Kathy Martell of New Haven, Vt., stumbled across Military Moms while looking for information on the Internet shortly after her daughter left for Fort Leonard Wood, Mo., last year.

She found camaraderie with other moms.

“They’re there when you don’t get the call you’re expecting, and they’ve all been there. They’re there for support. When you get good news — my daughter was chosen for platoon leader — they’re there … If it’s for something good or if you need a prayer or you need a shoulder, somebody is always there to help you out,” Martell said.

“It’s family — they’re going through the same thing. I go on and check at least twice a day, I check to see what we’re doing to support the troops.”

And support for the troops has taken many different forms through projects year-round.

In February, Operation Valentine consisted of 256 pounds of valentines being sent to troops in Afghanistan through the efforts of Military Moms. Another 1,000 pounds of cards and letters followed this November.

For the holidays, the group is busy gathering and forwarding Christmas cards and letters for servicemembers everywhere.

“We just mailed out 500 pounds of cards and letters for the holidays. A big bag is going out tomorrow,” Petit said in late November.

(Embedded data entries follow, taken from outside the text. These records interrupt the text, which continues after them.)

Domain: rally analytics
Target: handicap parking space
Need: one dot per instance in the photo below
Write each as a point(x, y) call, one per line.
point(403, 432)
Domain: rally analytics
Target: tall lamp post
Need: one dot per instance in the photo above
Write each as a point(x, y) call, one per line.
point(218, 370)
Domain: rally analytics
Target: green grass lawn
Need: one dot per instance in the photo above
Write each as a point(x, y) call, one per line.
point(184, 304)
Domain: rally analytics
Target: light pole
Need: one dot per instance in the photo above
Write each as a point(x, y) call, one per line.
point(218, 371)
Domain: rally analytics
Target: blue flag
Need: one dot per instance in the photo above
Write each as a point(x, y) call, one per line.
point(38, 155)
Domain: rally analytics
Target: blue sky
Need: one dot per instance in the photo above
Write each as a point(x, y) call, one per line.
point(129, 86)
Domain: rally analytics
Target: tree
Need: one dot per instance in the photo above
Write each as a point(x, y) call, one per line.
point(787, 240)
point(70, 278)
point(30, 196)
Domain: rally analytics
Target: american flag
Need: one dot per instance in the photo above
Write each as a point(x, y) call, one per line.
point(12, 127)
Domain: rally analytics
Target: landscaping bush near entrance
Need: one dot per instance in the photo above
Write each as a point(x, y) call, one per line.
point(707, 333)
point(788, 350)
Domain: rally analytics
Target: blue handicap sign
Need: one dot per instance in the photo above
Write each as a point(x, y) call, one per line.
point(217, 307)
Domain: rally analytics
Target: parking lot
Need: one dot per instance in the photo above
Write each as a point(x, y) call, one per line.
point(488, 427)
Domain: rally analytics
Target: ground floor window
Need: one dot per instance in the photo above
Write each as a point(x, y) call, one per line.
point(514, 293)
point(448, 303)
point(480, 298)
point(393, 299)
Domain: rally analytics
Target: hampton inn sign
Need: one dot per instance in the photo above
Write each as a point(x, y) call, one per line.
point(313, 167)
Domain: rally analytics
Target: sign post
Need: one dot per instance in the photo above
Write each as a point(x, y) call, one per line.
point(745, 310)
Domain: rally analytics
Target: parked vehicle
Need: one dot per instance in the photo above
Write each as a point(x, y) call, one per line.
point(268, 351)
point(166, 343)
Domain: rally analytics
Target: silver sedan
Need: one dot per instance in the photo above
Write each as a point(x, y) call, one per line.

“Right now we’re preparing mail to Pakistan for Operation Pencil Project. We’re collecting items for the schools in Pakistan,” said Petit, who corresponds via e-mail with the army major in Pakistan coordinating the project.

And in times of need, the moms are there to support families who have lost loved ones in service to our country.

“One of the moms in our group, her son was lost in Afghanistan. We provided lunch at his funeral,” Petit said. “When there’s an accident, we collect cards and send them to the families. We did that for the two soldiers that were killed at Fort Polk.”

The incident involved two Fort Campbell soldiers who were accidentally run over by a tank on Nov. 14 while participating in exercises at Fort Polk, La.

But perhaps the greatest benefit of Military Moms is the network of support from others in similar circumstances.

“Just the support, especially at times like these when there’s so much uncertainty and there have been many moms that have had their daughters and sons deployed. That fear, ‘Is it going to happen to my soldier, my child?’” Martell said.

And the feeling of family that’s there.

“The military family is really a family and if you don’t have somebody in the military, you don’t really understand. The parents, the wives and the families serve right along with the soldiers, too,” Petit said. “When he joined, we joined with him.”